Characteristics of management accounting information are as follows:
a. Caters to accounting information: Managerial needs are fulfilled by the way information is presented with the help of management accounting. The accounting data collected by accounting department is used for reviewing various policy decisions.
b. Cause and effect analysis. Management accounting goes a step further and discusses the cause and effect relationship. The reasons for the losses are investigated and the factors directly influencing the profitability are also studied. Profits are compared to sales, different expenditures, current assets, interest payables, share capital, etc
c. Techniques and Concepts: To make accounting data more useful, management accounting uses special tenchinques and methods according to the demand of accounting. The techniques used include financial planning and analyses, standard costing, budgetary control, marginal costing, control accounting, etc.

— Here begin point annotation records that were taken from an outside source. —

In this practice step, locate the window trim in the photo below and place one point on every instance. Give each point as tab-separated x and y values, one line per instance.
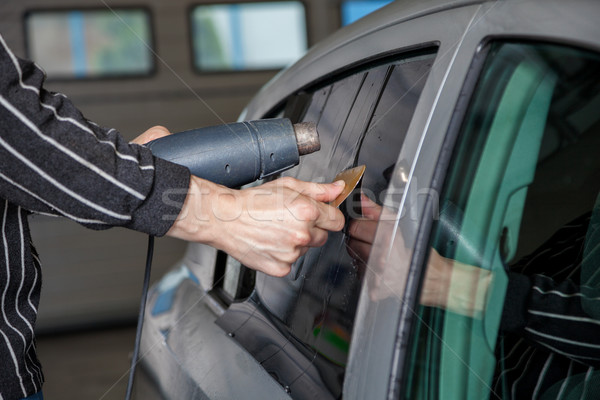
190	36
152	72
407	320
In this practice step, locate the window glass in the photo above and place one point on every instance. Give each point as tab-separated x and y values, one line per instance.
91	43
509	297
248	36
361	119
353	10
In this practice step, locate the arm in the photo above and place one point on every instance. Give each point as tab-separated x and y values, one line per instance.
552	314
55	161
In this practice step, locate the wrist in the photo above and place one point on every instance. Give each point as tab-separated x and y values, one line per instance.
197	219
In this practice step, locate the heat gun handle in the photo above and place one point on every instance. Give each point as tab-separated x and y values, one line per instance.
232	154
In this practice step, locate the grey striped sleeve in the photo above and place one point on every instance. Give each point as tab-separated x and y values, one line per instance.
55	161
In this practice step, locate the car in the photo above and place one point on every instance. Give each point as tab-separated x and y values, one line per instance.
478	125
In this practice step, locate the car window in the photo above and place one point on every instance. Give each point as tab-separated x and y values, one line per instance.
353	10
508	296
248	36
361	118
80	44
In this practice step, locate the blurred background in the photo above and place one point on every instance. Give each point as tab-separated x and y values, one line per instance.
129	65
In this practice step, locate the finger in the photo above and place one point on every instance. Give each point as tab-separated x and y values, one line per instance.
318	237
370	209
362	229
324	192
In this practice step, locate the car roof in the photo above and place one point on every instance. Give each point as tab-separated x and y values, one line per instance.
316	64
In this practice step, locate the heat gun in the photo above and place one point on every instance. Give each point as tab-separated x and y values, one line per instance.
232	155
239	153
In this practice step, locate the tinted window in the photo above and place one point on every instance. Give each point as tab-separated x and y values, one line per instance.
353	10
91	43
248	36
361	118
509	299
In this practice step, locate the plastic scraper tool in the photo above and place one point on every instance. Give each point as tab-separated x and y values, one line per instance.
351	177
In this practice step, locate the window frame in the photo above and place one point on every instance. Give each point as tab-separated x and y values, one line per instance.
190	35
152	72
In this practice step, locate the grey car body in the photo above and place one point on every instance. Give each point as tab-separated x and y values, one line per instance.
188	355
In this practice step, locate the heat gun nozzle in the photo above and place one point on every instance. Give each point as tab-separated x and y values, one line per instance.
307	137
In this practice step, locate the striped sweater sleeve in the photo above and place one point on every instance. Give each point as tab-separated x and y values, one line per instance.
56	161
556	315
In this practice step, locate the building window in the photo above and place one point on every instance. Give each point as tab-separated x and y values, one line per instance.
81	44
248	36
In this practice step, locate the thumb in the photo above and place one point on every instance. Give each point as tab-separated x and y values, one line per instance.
151	134
324	192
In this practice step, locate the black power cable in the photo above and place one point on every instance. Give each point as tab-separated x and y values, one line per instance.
138	333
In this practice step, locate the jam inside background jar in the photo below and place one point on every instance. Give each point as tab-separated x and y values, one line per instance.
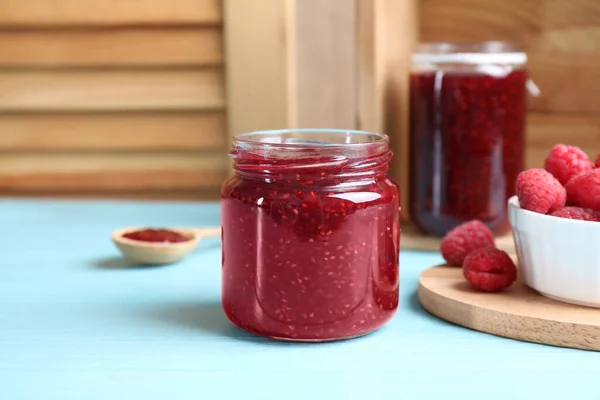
311	234
467	133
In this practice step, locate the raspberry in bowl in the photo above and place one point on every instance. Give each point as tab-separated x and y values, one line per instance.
558	252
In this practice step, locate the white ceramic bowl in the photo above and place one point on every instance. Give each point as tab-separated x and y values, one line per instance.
558	257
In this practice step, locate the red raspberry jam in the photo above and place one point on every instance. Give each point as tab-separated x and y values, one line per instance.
311	234
156	236
467	133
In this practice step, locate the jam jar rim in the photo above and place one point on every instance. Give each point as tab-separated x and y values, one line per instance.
246	139
484	52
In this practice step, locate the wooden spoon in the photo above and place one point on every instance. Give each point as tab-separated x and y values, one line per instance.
160	253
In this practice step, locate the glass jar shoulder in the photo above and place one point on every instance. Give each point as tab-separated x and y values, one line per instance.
363	193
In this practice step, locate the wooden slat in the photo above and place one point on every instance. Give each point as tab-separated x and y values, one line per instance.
478	20
260	94
578	40
110	47
111	171
325	63
112	90
108	12
569	83
546	130
113	131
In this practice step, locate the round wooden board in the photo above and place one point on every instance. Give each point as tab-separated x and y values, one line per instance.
518	313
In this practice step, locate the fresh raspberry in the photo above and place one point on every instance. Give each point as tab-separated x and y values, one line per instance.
564	162
584	190
463	239
584	214
490	270
539	191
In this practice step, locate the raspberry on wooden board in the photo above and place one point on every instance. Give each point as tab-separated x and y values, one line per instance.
489	270
463	239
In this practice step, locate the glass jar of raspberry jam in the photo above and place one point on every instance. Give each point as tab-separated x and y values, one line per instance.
467	132
311	233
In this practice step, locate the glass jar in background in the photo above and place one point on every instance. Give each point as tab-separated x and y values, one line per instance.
467	133
311	231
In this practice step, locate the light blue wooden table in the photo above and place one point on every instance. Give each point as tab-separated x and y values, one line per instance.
76	322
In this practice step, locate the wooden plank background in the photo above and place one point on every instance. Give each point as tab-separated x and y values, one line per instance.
112	98
130	98
562	40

d. Critical decision making: Management accounting supplies necessary information to the management which may be useful for its strategic decisions, financial decisions and also, operational decisions. The historical data is studied to see its possible impact on future decisions.
e. Achieving of objectives. Management accounting helps in formatting plans and setting up objectives. Comparing actual performance with targeted figures gives an idea to the management about the performance of various departments. When there are deviations, corrective measures can be taken at once with the help of budgetary control and standard costing.
f. No fixed norms. No specific rules are followed in management accounting as that of financial accounting. Even though the techniques and methods are same but the way they're used might differ from one organization to another. How the results are derived depends upon the management accountant. The presentation however, differs as per the use by management.
g. Caters to forecasting. Management accounting is concerned with the future performance. It helps the management in planning and forecasting. The historical information is used to plan future actions. The information is supplied with the object to guide management in future decisions.
h. Source of Information: Management accounting is concerned with rearrangement or modification of data. The correctness or otherwise of the management accounting depends upon the correctness of basic records where this information is collected from, i.e., Financial accounting, cost accounting. The limitations of these records are also the limitations of management accounting
i. Consists of both financial and non-financial information – Management accountants deal in information and not just data, therefore, must have the requisite skills to produce useful, meaningful, relevant information. Management accountants helps add value to data, processing it into useful information to be used by management and different divisions of businesses.
j. Organisational control and effectiveness – Management accounting have the ability to put perspecitve into the implications of workings and decisions for the whole organisation and helps understand how the various parts of the organisation are interrelated.
Importance of manegement accounting in being comparable as well as comprehnsive to business and among different segments of business is as follows:
Comparability and comprehsibility: Management accounting helps in comparing the different segments of business to each other, different businesses in the same industry, present performance with past performance, even helps in comparing present performance with the standards set with the help of management accounting.
It's comprehensive nature assists management accountant interpret to further help decision makers and top management in comparisons as well as in setting clear objective or amend the present ones in order to achieve realistic goals.